MOORESTOWN, N.J., Sept. 28 (UPI) -- U.S. government officials approved Lockheed Martin's design for their Space Fence system, which includes a large-scale digital radar and a turn-key facility, the company announced today.
The Space Fence is a next-generation space surveillance system being built by the U.S. Air Force. Its purpose is to monitor both artificial satellites and space debris that orbit Earth. The plans were based on an earlier system called the Air Force Space Surveillance System, but those plans were abandoned in 2013. Space Flight Now reported Lockheed Martin won a $915 million contract from the U.S. Air Force to build the "fence" in July 2014.
The project aims to allow the U.S. military to monitor tens times more "space junk" than it can currently with aging technology, meaning it will be able to catalog orbital objects more than 1.5 million times a day, and be able to predict space-based collisions.
Assessment of the Space Fence was conducted by the U.S. Air Force through the program's Critical Design Review.
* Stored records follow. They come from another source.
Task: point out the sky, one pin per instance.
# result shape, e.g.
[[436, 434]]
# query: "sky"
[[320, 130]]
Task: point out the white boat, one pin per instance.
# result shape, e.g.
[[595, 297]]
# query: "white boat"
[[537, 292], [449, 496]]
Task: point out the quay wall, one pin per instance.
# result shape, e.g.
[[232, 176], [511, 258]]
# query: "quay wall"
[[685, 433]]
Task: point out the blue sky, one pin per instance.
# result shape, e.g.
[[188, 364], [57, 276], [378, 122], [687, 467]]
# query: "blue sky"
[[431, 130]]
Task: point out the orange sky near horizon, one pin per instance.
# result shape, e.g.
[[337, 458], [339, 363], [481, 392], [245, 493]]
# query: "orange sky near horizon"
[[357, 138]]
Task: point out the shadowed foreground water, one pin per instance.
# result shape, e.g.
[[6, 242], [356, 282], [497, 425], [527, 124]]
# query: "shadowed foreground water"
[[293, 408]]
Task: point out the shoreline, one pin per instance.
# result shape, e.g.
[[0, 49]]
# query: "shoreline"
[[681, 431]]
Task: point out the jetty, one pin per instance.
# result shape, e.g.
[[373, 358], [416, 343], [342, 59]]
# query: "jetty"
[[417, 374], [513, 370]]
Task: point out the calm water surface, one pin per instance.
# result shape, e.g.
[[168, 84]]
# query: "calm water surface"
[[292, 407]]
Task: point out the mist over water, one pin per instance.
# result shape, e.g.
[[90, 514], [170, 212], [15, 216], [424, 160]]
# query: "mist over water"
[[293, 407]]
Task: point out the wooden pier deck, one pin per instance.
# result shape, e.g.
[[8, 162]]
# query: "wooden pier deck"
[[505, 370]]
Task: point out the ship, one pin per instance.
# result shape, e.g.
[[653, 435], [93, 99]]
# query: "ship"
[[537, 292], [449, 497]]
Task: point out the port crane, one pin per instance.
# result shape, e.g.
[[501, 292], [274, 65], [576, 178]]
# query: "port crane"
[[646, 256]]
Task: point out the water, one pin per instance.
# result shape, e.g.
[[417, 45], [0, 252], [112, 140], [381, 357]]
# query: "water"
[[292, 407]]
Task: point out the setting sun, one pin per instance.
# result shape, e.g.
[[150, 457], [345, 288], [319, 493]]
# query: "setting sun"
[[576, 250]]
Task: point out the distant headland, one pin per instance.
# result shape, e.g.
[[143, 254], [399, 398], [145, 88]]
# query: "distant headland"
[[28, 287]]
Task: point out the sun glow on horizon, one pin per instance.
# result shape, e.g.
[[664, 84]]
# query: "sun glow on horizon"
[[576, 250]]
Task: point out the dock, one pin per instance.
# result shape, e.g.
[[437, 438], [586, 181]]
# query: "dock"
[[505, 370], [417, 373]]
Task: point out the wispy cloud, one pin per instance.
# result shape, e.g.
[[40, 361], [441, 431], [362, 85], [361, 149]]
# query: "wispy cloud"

This three day process followed the delivery of 21,000 pages of design documents, and an eight-day Design Walkthrough. Steve Bruce, vice president for Advanced Systems at Lockheed Martin's Mission Systems and Training business, is optimistic about the program's success.
"Completion of CDR marks the end of the design phase and the start of radar production and facility construction of the Space Fence system," says Bruce, "Once complete, Space Fence will deliver revolutionary capability to the U.S. Air Force with a flexible system capable of adapting to future missions requiring new tracking and coverage approaches."
Construction of what will be the largest digital phased radar has begun on Kwajalein Island.